Zitat von Ky!

Hatte ich das falsch vestanden? - Ich dachte, man kastriert Rüden mit primärer Epilepsie, um die "hormonbedingten Umbauten" etwas zu minimieren. Das war - dachte ich - unabhängig davon, ob der Hund nun bei ner läufigen Hündin krampft oder nicht....
Was man ja sagen muß, es ist schon auffällig dass sich die Erstanfälle in der Zeit häufen, wo die Hunde erwachsen werden.....
Hier muß man sich dann noch mal schlau machen...
Kastration des Rüden
Im Alter von ungefähr 9 Monaten beginnen Rüden geschlechtsreif zu werden.
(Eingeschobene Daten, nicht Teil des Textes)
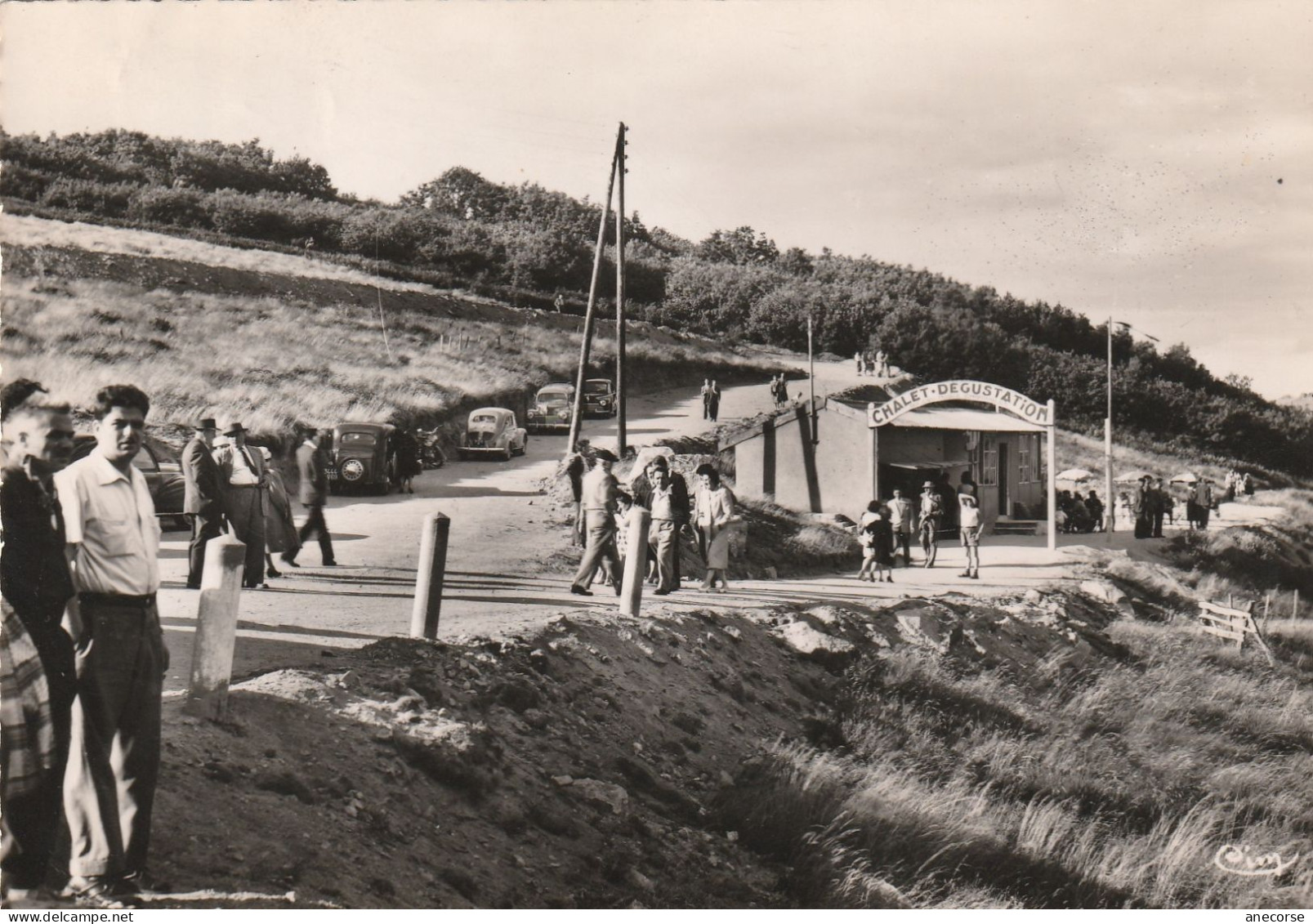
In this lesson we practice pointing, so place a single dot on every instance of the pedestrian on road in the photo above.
(313, 493)
(203, 498)
(280, 529)
(658, 497)
(713, 511)
(901, 520)
(599, 510)
(575, 469)
(969, 528)
(244, 499)
(38, 667)
(114, 755)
Man erkennt das "Erwachsenwerden" gut daran, daß die Tiere anfangen beim Harnabsatz das Bein zu heben und immer häufiger zu markieren. Aber nur wenige Rüden werden zur Zucht verwendet. Den anderen wird wie selbstverständlich ein Leben in Keuschheit abverlangt. Besonders in Gegenden mit vielen Hündinnen, die abwechselnd läufig werden, wird der Geschlechtstrieb der Rüden stark stimuliert, was nicht selten triebbedingte Frustration zur Folge hat. Viele, vor allem junge Rüden, versuchen ihren Trieb mit Deckversuchen an Personen und Gegenständen zu befriedigen, die Tiere werden von Unruhe und Nervosität geplagt, streunen, entwickeln Zerstörungswut und legen vermehrte Aggressivität an den Tag. Nicht selten verweigern die Rüden vor Unruhe das Futter und lecken sich vermehrt, bis schlimme Leckekzeme an den Pfoten oder den Hoden entstehen.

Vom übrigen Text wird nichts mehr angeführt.